In this world, we have a propensity to put people on pedestals. Following leaders, idolising stars, styling ourselves after someone famous, and in the most extreme cases having a hero.
Much of this thinking comes from needing to belong. And we see it in many people, whether they subscribe to a particular political party or even a football team. And we know what it’s like: even when that party or team is doing very badly, theres no changing the minds of those stalwart supporters. That is the colour they wear, the brand they have chosen, the group that makes them tick.
But what about Catholics? Yes, we too have a portfolio, as it were, of heroes. They are our saints, those who have navigated the world and made their lives into a search for the God of love. The saints show us how many ways there are to enter the Kingdom of heaven. There are as many ways as there are people. And so, the life of a particular Saint who has gone before us suggests itself to be conducive to our life: St Francis perhaps, or Saint Bernard, or St Therese of Lisieux. Something chimes in our heart when we read about that Saint. And we hold them to ourselves as a motivational mirror. To some it is one, to others another.
When we look back at our inbuilt need to belong to a tribe, an association, a person, a brand, there is a slight warning for we who revere saints. There is a danger that we might make a saint into ‘our football team’, our ‘best friend’, our ‘invisible friend’, in other words, someone who we can shoehorn into our existing lives without really challenging us, without really changing very much ourselves.

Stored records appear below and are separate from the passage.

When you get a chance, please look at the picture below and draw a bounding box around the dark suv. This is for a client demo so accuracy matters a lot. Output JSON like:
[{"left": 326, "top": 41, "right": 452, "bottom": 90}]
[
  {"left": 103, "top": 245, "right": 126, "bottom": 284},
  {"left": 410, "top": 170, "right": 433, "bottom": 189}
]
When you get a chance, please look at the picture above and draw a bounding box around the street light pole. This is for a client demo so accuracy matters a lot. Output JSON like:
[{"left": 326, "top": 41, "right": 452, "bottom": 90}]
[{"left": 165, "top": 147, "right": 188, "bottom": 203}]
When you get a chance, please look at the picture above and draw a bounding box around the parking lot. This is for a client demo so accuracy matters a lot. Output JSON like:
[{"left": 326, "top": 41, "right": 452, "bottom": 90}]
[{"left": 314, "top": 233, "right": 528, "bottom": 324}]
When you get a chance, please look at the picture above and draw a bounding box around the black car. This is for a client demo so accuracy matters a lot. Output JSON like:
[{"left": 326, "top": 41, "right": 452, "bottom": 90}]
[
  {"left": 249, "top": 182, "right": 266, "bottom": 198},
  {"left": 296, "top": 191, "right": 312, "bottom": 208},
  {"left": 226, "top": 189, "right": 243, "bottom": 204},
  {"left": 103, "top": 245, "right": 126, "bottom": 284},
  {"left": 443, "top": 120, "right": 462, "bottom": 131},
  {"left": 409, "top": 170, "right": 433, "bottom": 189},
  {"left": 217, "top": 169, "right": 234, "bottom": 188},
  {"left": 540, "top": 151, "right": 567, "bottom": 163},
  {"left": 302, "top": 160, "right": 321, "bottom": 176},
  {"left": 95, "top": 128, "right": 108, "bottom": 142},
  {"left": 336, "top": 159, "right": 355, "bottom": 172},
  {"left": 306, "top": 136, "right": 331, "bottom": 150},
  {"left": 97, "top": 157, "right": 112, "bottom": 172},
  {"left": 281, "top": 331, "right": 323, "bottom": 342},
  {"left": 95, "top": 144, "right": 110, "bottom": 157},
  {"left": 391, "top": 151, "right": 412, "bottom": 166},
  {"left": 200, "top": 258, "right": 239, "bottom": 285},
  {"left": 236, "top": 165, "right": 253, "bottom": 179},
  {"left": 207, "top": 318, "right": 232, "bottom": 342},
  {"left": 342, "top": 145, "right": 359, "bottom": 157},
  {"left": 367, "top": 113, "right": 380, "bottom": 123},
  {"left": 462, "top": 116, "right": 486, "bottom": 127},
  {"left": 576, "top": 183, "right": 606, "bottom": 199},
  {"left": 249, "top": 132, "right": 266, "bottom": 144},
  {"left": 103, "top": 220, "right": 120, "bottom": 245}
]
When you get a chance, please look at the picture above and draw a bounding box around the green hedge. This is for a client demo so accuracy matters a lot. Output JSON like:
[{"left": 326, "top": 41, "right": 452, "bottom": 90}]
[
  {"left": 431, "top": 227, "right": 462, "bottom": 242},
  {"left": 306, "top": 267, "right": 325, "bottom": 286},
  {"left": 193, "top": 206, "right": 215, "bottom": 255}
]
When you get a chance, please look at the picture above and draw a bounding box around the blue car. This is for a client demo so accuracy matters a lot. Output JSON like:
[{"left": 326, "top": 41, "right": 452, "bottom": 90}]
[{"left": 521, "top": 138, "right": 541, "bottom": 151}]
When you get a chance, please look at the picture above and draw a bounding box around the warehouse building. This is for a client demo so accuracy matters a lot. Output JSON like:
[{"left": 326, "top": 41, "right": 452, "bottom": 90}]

So, we need to look at our interaction with the saints in a more realistic, more fruitful way. We might perhaps balance three thoughts together. The first: that we revere that saint because of what they represent, because of their unadulterated love for God, their specific vocations as nurses or feeders of the poor or theologians, depending on what attracts us most. The Second: that we can use this in our own lives to challenge us and push us. And this pushing is often a painful process and allayed to the Cross. To put it another way: what do we take from that Saint to make our lives more holy, more God-centred? The third: that sanctity is deeply linked to this side of the grave, that it is right here in this messy and difficult and beautiful world where saints are born.
To put it more succinctly, whilst we use these saints as our beacons towards living for Christ, our lives are not their lives. What we take from the life of a saint has the capacity to make us saints, too… But not carbon copies of the Saint we revere. Saints are not, as it was once said, made at the plaster cast factory. They are instead made in that exquisite relationship between you and God, as he refines you, builds you into his image.
God builds us into his image through the prism of the saints… They are our compass, our guide. Sanctity can often be viewed as a thing of dusty history books written in flowery nineteenth century devotional speak. But no: sanctity is here now, it is knocking on our door and willing us towards the wedding feast. So let us use the traditions of our Church – the women and men who went before us – as our inspiration, as we seek that feast, calling upon the saints for their protection, their guidance, along the way. Amen.